When city planning staff rec­ommended approving the appli­cation in 2023, it had become 42 storeys tall without any afforda­ble housing. City Council held off until the lease for the Phoe­nix nightclub was extended.

Opposite the Phoenix, the city initiated a rezoning on a mu­nicipal parking lot to permit a 26-storey tower in 2021. When a nonprofit housing provider is found to build the tower, it would offer 267 rental apart­ments, at least a third of which would be affordable.

A few metres south, at 383– 387 Sherbourne Street, a private developer in 2021 proposed a 49-storey tower nearly double the height of what the city re­zoned for itself on the parking lot. Six months after applying for the rezoning, the developer appealed to the Ontario Land Tribunal, an arcane provincially appointed body that can over­rule municipal governments.

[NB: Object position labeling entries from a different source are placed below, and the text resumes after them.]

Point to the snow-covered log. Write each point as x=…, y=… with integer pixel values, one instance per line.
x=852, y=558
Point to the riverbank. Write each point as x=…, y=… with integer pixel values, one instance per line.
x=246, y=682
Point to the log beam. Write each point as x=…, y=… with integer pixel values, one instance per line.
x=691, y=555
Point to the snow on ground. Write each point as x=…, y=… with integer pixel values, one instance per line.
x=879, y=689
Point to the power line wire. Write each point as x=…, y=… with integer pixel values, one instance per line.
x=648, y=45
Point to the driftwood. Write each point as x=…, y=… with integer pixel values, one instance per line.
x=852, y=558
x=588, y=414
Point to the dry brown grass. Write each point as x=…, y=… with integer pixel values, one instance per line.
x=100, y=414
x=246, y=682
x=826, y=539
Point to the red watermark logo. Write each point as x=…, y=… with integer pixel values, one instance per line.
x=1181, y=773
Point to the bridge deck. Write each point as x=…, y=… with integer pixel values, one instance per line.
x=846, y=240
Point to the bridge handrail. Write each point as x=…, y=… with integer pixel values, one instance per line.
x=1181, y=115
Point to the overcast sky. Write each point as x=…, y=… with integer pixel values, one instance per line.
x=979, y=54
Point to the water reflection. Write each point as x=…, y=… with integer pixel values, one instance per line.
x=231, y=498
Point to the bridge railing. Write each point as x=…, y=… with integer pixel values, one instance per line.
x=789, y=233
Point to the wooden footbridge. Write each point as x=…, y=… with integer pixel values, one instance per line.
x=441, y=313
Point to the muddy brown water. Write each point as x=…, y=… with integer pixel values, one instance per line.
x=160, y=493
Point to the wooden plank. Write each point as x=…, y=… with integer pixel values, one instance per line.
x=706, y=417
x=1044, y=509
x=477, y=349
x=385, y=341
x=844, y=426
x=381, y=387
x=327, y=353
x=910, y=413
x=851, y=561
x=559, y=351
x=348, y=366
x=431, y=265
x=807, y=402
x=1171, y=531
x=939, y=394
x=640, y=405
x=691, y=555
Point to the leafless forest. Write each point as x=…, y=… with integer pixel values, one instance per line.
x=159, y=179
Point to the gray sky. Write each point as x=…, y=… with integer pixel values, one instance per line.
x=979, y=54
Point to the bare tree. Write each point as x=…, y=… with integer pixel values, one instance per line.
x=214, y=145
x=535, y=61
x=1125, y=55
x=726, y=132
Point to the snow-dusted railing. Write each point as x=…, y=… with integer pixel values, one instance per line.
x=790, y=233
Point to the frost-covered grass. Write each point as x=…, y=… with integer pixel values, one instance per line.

The city settled for a 39-sto­rey tower. It will sprout from retained parts of the existing walk-up apartment building at no. 387, while the existing walk-up apartment at no. 383, next door to Sacré-Coeur Church, will be kept whole. Of the pro­ject’s 378 units of housing, 27 will be affordable.

Down Sherbourne at its in­tersection with Gerrard Street East, the city approved an 18-storey tower last year. The project had had a long gestation, and if the account of the process in the provincial appeal tribu­nal’s report can be believed, the original proposal was for a squat five-storey structure. The city wanted a ten-storey tower, but the applicant rejected that concept and appealed. In 2019 the tribunal allowed a 15-storey tower despite the city’s misgiv­ings about the building’s shad­ow on Allan Gardens, Toronto’s second-oldest park (1864). It’s a precious vestige of open space containing the city’s oldest hor­ticultural gardens (1860) and the Palm House (1909-10), which the city recently restored. Late last summer, while construc­tion had already started on the blocky 15-storey tower, the city accepted the addition of three more floors.

At Sherbourne and Carlton Streets, St. Luke’s Church re­ceived planning approval in 2022 to build staggered boxes around and cantilevered over the landmark church. Not con­tent with the original twelve storeys, the church has applied to erect a 48-storey tower to be built under, around, through, and cantilevered over retained parts of the Victorian edifice.

Each of these sites is in or ad­jacent to a heritage conservation district – a protected historic area where each property with­in its boundaries is designated by the municipality under the Ontario Heritage Act. Yet, in granting planning approvals piecemeal and without con­sideration for their cumulative effect, the city has ignored its own objectives for the Cabbage­town Northwest, Cabbagetown Southwest and Garden District heritage conservation districts. In addition, the Downtown Sec­ondary Plan, a framework for growth in the downtown core, does not direct intensification to Sherbourne Street or eastward along Wellesley.

With the city’s insatiable ap­petite for development charges, planning fees and property tax revenue, no place in Cabbage­town is safe from creeping tow­ers. At various times over the last half century, ordinary cit­izens organized and stood up for the obvious historic worth of their neighbourhood. They have to do this again now.